Introduction to writing poetry from the inside out

I want to put a book in your hands that will help you find the poet inside you. I want it to be portable (poetry writing is the most portable of the arts) and instantly useful. I want it to be one that will produce a poem for you in five minutes, if that is all the time you have, and I want it to this even if you've never written a poem before. If you've written poems, I want it to call forth other poems still waiting to be written, surprise you with poems you didn't know were there. if the poetry inside you feels like it is a frozen river, I want this book to break up the ice and start the river moving again. And I absolutely want it to be a book that will be useful to your soul's journey and awakening, for writing poems and the soul's awakening are made to go hand in hand.
There are countless ways to discover and open up the poems waiting inside you. the book offers a beginning, a sure starting place. Since 1983, I've taught poetry writing to over fifty thousand young people and to several thousand teachers in public and private schools. In corporate, conference, and retreat settings, I've taught poetry writing to people from many walks of life, including architects, executives, managers, editors, accountants, government workers, health care professionals, engineers, salespeople, entrepreneurs, human resource professionals, psychologists, therapists, homemakers, spiritual seekers, clergy, and church groups. this book focuses on simple and expandable approaches that worked across the board for all these diverse groups of people. They work, I believe, because they are grounded in the very design of who we are as multidimensional beings, as human and spiritual beings living and gaining experience here in the classroom of the material world.

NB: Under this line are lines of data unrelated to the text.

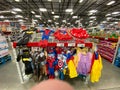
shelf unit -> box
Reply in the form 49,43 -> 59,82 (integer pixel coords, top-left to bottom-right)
13,41 -> 92,48
89,36 -> 118,42
0,35 -> 11,64
89,36 -> 118,63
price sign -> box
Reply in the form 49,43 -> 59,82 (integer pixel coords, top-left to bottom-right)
57,43 -> 64,47
77,44 -> 85,47
68,43 -> 75,47
105,38 -> 108,40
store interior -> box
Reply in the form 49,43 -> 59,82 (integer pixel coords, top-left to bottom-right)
0,0 -> 120,90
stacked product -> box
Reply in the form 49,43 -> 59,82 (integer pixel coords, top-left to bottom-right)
98,40 -> 116,62
0,35 -> 11,64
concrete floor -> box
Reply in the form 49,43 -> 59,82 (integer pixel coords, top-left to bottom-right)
0,60 -> 120,90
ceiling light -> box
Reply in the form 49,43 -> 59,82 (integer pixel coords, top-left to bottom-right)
106,17 -> 112,20
15,0 -> 20,2
105,14 -> 111,16
112,12 -> 120,14
55,22 -> 59,24
48,20 -> 52,22
33,20 -> 38,22
62,20 -> 66,22
4,20 -> 10,22
51,11 -> 55,14
72,16 -> 78,18
71,12 -> 73,15
15,15 -> 23,18
31,11 -> 35,14
114,22 -> 118,24
0,11 -> 10,13
102,21 -> 107,23
0,16 -> 5,18
79,0 -> 83,3
54,15 -> 59,18
39,8 -> 47,12
35,15 -> 41,18
90,16 -> 96,19
18,19 -> 23,22
107,1 -> 115,5
89,21 -> 93,23
65,9 -> 73,12
12,8 -> 22,12
89,10 -> 97,13
11,11 -> 17,14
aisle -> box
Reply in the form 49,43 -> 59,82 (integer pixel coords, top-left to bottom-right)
0,60 -> 120,90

The primary approaches presented here are simple and direct, practical and economical, never complicated or grand; they are approaches that cut the Gordian knots of our overactive minds. So many times people have said to me, “This is so simple. I might have thought of this myself.” Because poetry writing had added so much to my own journey― and perhaps because my gratitude for this was deep and genuine― I found myself increasingly in a position to make it available to others. I wanted others to experience poems as “fingerprints of their souls,” for that is what poems are― signs of our humanity, our diversity, and our uniqueness, born of our own process as individuals, no two people writing truly honest and authentic poems the same way. The Nobel poet and educator, Gabriela Mistral of Chile, wrote: Speech is our second possession, after the soul― and perhaps we have no other possession in this world. If there is truth in what Mistral says, then not to speak, not to find and express our own voice, is to give up half of our inheritance, to live a half-life. That is too much to lose.